En haut d’ un véhicule, des haut-parleurs assourdissants diffusaient le tube du chanteur ivoirien Alpha Blondy : « Armée française ! Quittez-nous… Nous ne voulons plus de vous… Nous ne voulons plus de fausse indépendance sous haute surveillance…». A la tribune municipale d'Agadez, le lieu de la contestation, les autorités régionales et les dignitaires coutumiers et religieux attendent au grand complet. Le discours d'un ouléma très respecté appelle à une rupture totale avec les pays occidentaux ‘sataniques’. Le général de brigade Ibra Boulama, gouverneur d'Agadez, félicite les manifestants. « C'est la preuve que vous êtes véritablement attachés à la souveraineté de notre pays ! Vous envoyez un signal fort à ceux qui pensent pouvoir un jour revenir et recoloniser l'Afrique de force...». Ses mots sont accueillis par des cris de joie.

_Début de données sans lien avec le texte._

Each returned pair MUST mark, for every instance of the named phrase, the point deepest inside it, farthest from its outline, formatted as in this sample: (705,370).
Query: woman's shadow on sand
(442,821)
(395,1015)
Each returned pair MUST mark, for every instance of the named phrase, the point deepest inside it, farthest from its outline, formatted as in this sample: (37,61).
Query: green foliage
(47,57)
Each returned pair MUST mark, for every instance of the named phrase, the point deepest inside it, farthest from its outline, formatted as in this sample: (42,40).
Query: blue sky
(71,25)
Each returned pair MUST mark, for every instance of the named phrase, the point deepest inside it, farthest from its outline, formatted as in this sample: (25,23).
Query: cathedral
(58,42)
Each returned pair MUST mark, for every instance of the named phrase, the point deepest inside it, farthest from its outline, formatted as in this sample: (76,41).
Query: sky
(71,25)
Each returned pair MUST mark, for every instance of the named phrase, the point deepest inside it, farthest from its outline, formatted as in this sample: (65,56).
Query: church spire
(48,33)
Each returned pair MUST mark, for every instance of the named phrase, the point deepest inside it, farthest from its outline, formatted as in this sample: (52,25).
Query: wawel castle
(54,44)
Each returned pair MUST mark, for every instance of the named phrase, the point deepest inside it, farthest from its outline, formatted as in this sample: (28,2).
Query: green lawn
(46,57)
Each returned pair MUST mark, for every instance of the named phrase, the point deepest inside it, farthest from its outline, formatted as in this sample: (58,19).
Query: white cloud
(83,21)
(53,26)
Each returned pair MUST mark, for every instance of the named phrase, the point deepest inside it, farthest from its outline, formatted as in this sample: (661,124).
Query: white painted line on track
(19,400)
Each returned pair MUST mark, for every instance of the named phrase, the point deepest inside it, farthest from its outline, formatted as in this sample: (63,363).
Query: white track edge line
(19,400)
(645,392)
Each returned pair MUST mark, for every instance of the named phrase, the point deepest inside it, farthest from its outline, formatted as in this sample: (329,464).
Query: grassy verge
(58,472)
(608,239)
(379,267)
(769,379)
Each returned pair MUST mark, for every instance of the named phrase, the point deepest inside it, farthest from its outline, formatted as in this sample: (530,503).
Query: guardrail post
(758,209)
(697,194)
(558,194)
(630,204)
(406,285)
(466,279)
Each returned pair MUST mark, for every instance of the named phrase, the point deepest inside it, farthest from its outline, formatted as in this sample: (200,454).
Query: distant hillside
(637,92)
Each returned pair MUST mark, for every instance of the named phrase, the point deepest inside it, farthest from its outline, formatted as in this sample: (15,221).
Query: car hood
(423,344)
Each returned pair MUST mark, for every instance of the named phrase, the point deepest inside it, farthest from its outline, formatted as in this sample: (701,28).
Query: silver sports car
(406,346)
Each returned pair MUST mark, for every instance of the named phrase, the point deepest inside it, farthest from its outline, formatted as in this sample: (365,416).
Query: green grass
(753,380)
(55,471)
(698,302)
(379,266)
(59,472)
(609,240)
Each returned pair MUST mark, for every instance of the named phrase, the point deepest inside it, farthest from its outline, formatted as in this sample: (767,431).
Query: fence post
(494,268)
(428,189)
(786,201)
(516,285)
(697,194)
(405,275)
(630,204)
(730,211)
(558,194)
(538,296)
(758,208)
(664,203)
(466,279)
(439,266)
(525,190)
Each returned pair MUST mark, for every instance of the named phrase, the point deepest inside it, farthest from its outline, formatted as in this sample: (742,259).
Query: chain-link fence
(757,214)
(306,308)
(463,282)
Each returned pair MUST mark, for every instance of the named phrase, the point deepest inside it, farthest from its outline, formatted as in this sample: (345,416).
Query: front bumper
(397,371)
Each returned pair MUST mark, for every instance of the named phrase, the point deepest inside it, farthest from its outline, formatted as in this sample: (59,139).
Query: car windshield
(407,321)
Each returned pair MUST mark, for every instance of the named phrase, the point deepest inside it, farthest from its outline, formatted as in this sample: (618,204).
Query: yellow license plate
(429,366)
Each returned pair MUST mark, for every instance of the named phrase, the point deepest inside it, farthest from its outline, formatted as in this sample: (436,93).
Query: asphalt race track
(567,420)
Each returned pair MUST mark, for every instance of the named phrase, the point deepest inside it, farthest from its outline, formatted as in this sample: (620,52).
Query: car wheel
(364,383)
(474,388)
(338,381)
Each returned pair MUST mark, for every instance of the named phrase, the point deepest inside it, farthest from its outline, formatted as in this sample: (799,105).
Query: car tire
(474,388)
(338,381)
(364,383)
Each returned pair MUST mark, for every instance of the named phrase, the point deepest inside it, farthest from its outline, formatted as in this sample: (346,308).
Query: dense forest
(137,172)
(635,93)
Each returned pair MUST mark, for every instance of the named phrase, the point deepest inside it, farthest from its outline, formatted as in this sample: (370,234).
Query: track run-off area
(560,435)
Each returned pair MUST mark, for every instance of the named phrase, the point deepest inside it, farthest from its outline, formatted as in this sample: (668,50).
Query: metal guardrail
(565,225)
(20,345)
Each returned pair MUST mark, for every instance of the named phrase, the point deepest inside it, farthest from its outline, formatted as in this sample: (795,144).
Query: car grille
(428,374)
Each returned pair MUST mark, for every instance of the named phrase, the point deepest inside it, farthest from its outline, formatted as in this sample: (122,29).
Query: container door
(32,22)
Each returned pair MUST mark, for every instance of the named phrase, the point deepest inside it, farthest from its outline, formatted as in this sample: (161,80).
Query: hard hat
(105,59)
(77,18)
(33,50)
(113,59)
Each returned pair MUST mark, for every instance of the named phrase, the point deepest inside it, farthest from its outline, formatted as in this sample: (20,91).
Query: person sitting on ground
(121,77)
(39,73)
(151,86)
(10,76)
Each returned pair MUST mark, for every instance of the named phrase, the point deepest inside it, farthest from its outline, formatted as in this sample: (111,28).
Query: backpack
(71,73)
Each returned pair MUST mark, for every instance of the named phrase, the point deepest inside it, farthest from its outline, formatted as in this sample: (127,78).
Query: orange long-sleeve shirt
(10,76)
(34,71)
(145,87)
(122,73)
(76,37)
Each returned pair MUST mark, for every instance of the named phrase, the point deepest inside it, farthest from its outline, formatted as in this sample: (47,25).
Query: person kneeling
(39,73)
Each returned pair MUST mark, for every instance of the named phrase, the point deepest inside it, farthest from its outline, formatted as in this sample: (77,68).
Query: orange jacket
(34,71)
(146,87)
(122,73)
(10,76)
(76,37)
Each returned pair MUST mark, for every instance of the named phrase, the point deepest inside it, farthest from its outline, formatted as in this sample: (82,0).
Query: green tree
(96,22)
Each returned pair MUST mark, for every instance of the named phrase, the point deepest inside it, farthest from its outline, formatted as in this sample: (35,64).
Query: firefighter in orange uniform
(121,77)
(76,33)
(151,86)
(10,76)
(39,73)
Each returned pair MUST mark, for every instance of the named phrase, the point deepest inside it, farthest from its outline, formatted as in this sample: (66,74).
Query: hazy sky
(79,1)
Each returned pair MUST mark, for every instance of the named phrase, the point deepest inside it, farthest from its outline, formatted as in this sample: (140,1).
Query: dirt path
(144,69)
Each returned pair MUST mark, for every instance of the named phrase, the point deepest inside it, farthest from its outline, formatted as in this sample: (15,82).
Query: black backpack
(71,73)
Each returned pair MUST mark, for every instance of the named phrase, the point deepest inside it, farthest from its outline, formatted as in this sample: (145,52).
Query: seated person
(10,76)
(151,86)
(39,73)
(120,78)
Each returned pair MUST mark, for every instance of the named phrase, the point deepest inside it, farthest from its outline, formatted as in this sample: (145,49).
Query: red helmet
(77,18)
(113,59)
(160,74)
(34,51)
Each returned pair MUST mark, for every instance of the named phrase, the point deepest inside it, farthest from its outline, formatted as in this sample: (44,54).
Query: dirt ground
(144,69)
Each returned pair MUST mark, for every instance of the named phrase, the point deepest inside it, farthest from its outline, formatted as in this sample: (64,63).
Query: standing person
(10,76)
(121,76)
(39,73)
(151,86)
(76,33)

Les réseaux sociaux ont contribué à préparer l'ambiance : dix jours plus tôt, cela s'était préparé à Niamey, la capitale.
Outre ces campagnes fabriquées, les Nigériens ressentent depuis longtemps une colère profonde contre le colonisateur français, contre le régime précédent trop favorable à la France, et contre l’Occident en général. « L'ancien régime ? Qu’ont-ils fait pour les pauvres ? Des milliards de FCFA ont été détournés au su des dirigeants mais le pouvoir politique a empêché qu'ils soient poursuivis », s'insurge Marouma, 45 ans, acteur de la société civile et farouche défenseur des militaires au pouvoir.
La plupart des Nigériens se souviennent très bien qu’en février 2020, sous le président civil Issoufou Mahamadou, un audit avait révélé l'existence d'un vaste réseau d'opérateurs économiques ayant surfacturé des commandes d'équipements destinés à l'armée. Plusieurs commandes passées pour un total de 76 milliards de FCFA (environ 116 millions d’euros) n'ont même pas été livrées. Jusqu’à maintenant, ce dossier n’a pas encore été jugé.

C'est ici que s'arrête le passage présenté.